As falas, entretanto, sobre O conto... foram muitas. E pensar que tudo começou em 2007, por ocasião do Colóquio Nacional de Estudos da Linguagem (CONEL) realizado na Universidade Federal do Rio Grande do Norte (UFRN). Era para ser este trabalho apenas um artigo. Era para ser este um trabalho sobre o romance Ensaio sobre a lucidez, texto que comecei a escrever, e cujos escritos ainda são inéditos. Era para ser tudo isso e acabou sendo um trabalho breve, mas exaustivo, dentro de seus limites, e apenas sobre um conto do escritor, logo, Saramago, autor de algumas dezenas de contos, fora os por conhecer. Eis a riqueza e a beleza da obra saramaguiana!

Este estudo foi levado a vários outros congressos; depois do de 2007, esteve na Semana de Humanidades por duas vezes, em 2008 e em 2009, também na UFRN, assim como a Semana de Estudos Linguísticos e Literários de Pau dos Ferros (SELLP) na Universidade do Estado do Rio Grande do Norte (UERN) / Campus Professora Maria Albuquerque Maia.
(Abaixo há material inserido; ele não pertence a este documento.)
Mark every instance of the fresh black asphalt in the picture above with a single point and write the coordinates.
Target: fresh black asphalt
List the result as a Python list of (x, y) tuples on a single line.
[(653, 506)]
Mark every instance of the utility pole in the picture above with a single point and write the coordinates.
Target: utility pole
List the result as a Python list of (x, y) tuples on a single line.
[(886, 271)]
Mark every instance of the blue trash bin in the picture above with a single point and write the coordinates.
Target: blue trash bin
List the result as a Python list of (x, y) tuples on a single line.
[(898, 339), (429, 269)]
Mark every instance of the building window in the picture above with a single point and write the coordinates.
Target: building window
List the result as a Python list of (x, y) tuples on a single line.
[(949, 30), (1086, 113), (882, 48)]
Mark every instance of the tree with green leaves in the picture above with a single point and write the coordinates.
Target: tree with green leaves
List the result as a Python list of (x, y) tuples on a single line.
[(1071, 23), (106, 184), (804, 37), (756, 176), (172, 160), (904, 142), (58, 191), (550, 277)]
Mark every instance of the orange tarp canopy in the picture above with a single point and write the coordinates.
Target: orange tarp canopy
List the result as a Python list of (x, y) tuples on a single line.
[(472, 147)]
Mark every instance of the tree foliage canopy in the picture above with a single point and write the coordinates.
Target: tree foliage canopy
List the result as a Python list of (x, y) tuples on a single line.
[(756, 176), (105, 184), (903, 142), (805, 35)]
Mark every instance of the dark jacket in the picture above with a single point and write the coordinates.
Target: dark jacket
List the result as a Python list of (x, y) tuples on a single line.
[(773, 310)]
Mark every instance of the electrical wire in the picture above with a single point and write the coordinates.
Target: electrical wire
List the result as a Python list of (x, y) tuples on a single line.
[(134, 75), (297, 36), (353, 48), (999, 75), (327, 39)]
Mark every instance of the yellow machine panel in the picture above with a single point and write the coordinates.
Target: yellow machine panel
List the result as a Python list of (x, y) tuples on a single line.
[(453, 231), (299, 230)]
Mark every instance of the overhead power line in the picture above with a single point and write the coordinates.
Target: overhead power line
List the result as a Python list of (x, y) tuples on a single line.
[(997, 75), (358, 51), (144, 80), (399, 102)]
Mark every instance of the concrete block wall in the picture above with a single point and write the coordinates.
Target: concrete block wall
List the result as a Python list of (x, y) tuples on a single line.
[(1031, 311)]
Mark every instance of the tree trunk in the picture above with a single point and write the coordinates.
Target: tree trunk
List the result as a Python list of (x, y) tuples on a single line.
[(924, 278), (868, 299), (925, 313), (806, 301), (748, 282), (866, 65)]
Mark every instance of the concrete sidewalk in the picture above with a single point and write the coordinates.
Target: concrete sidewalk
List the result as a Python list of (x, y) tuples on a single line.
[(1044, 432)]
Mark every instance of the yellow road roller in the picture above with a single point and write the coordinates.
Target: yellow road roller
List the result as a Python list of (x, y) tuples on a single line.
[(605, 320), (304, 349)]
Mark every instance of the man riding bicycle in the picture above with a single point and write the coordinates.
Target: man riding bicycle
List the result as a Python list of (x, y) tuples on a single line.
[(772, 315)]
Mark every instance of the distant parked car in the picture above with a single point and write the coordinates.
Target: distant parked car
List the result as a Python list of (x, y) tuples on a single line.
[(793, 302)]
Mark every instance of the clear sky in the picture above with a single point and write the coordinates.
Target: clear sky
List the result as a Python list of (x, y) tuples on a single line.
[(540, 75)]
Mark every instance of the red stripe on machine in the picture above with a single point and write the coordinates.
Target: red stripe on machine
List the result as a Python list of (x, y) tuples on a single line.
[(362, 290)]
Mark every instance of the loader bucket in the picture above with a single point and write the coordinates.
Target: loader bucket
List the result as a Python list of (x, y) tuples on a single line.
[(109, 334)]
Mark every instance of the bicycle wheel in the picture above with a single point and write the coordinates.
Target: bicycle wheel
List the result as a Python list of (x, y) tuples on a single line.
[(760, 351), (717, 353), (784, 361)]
Foi a congressos internacionais como o Texto e Cultura em Fortaleza/CE, ainda em 2008 e o Colóquio Internacional de Estudos Comparativos (CONIEC), em Campina Grande/PB, neste ano. Alguns dos textos desenvolvidos da ideia central da monografia estão espalhados na web, caso o leitor tenha curiosidade de conhecê-los. Dele partiram ainda dois estudos publicados em revistas nacionais, os periódicos Literatura e Cultura, da professora da Universidade Federal do Rio de Janeiro (UFRN), Luiza Lobo, e Nau Literária, do Programa de Pós-graduação em Letras da Universidade Federal do Rio Grande do Sul (PPGL/UFRGS).

***

Pelo gosto de incitar os leitores a conhecer este conto de José Saramago, tomo a liberdade de recortar cinco excertos da obra aqui citada

1. "Disparate, já não há ilhas desconhecidas, Quem foi que te disse, rei, que já não há ilhas desconhecidas, Estão todas nos mapas, Nos mapas só estão as ilhas conhecidas, E que ilha desconhecida é esse de que queres ir à procura, Se eu to pudesse dizer, então não seria desconhecida"

2. "O capitão veio, leu o cartão, mirou o homem de alto a baixo, e fez a pergunta que o rei se tinha esquecido de fazer, Sabes navegar, tens carta de navegação, ao que o homem respondeu, Aprenderei no mar."

3. "Que pensas fazer, se te falta a tripulação, Ainda não sei, Podíamos ficar a viver aqui, eu oferecia-me para lavar os barcos que vêm à doca, e tu, E eu, Tens com certeza um mester, um ofício, uma profissão, como agora se diz, Tenho, tive, terei se for preciso, mas quero encontrar a ilha desconhecida, quero saber quem sou quando nela estiver, Não o sabes, Se não sais de ti, não chegas a saber quem és"

4. "Que é necessário sair da ilha para ver a ilha, que não nos vemos se não nos saímos de nós"

5. "Desde que a viagem à ilha desconhecida começou que não se vê o homem do leme comer, deve ser porque está a sonhar, apenas a sonhar, e se no sonho lhe apetecesse um pedaço de pão ou uma maça, seria um puro invento, nada mais."

***

Que a obra de José Saramago siga me rendendo bons encontros! Grandes surpresas!